Bürgersprechstunde mit der Kanzlerin: „Der Nächste, bitte“

Die Kanzlerin hört sich die Sorgen des Volkes an. In Heidelberg wurde vor allem die Mittelschicht eingeladen. Und alles geht schnell: zack, zack, zack.

Löst ein Blitzlichtgewitter aus: Die Kanzlerin zwischen Studentin und Rollstuhlfahrer. Bild: dapd

HEIDELBERG taz | Den ersten Coup landet Angela Merkel gleich am Anfang. Noch bevor die Kameras laufen setzt sie sich zwischen einen Herrn, der im Rollstuhl sitzt, und eine Jurastudentin. Die Fotografen kugeln fast übereinander, um den Moment einzufangen. Was für ein tolles Bild für ein buntes Deutschland.

„Sehen Sie, wenn man sich neben eine hübsche Dame setzt, dann kommen die schon“, witzelt die Kanzlerin. Alle lachen, sofort hat sie den Saal auf ihrer Seite. Genau darum geht es dem Kanzleramt an diesem Mittwochabend beim zweiten „Bürgerdialog“ in der Heidelberger Stadthalle: um schöne Bilder, um eine sich volksnah gebende Kanzlerin, um die Sorgen der Menschen. Die da oben redet mit denen da unten. Über Bildung, Gemeinsinn und Internet.

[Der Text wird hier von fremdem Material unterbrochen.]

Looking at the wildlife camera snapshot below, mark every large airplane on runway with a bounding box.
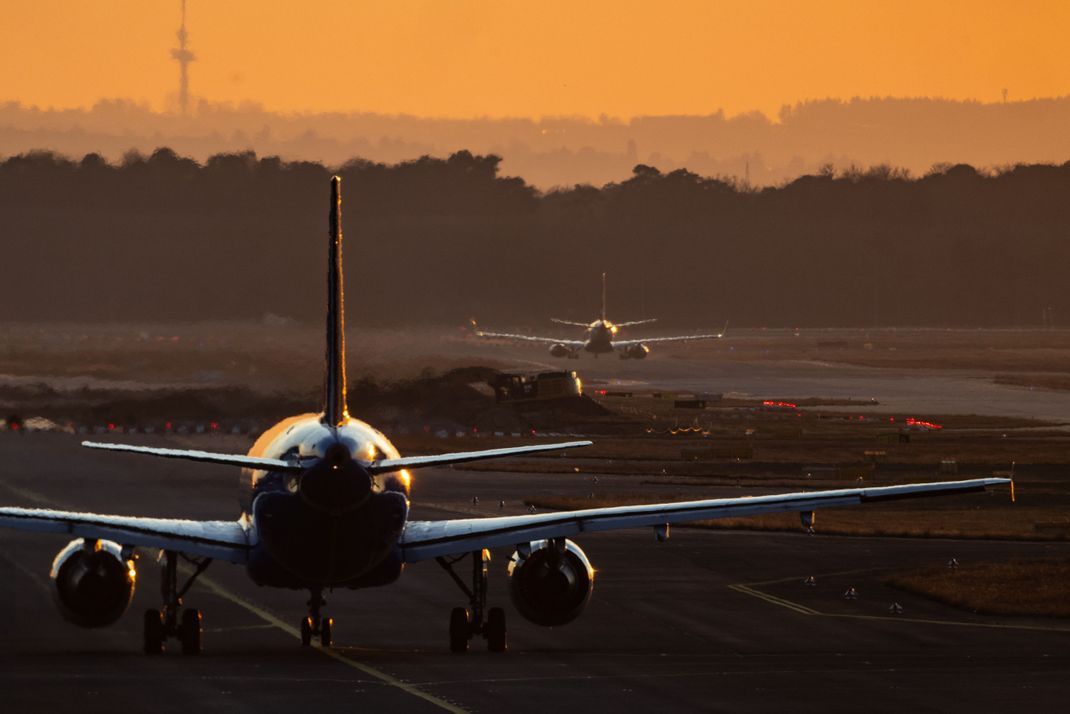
[475,273,724,360]
[0,178,1009,654]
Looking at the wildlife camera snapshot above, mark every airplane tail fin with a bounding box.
[323,176,349,426]
[601,273,606,320]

Sprechstunde fürs Volk, in einer typisch deutschen Stadt – vor ein paar Wochen Erfurt, jetzt Heidelberg, bald Bielefeld. „Heute sagen Sie mir mal, was Ihnen wichtig ist“, sagt die Kanzlerin. Knapp 100 Minuten für 100 BürgerInnen. 50 hat die Lokalzeitung ausgelost, die anderen 50 haben zivilgesellschaftliche Organisationen geschickt.

In der altehrwürdigen Stadthalle ist grauer Teppich ausgelegt, ebenso graue Bänke formen ein Oval, darüber eine Scheinwerferphalanx. In der Mitte geht Merkel hin und her. Das Format des „Bürgerdialogs“ ist den Town-Hall-Meetings aus den USA nachgeahmt.

Schon nach den ersten Minuten ist klar: Dieses Meeting ist sehr deutsch. Während bei Obama immer Pathos im Saal schwebt, schwebt bei Merkel nur die Kamera am Schwenkarm. Die Kanzlerin mag und kann keine großen Gesten. Bei ihr wirkt alles nüchtern, aber auch angenehm unprätentiös. Wenn die Leute ihre Ideen erzählen, hört sie konzentriert zu, fragt manchmal nach, fasst das Gehörte knapp zusammen. „Gut, nehmen wir auf“, sagt sie dann. „Der nächste.“

Als ein älterer Dozent mit Glatze und etwas zu weitem Anzug zu einem länglichen Monolog anhebt, geht sie dazwischen. Fasst seine Rede mit ein paar Worten zusammen. „Aha, weniger Verantwortung für die Kammern. Okay, gucke ich mir an.“ Grinsen auf den Bänken. Merkel ist bekannt dafür, männliche Eitelkeit schnoddrig auszubremsen. Ihre Schlagfertigkeit kommt ihr hier zugute.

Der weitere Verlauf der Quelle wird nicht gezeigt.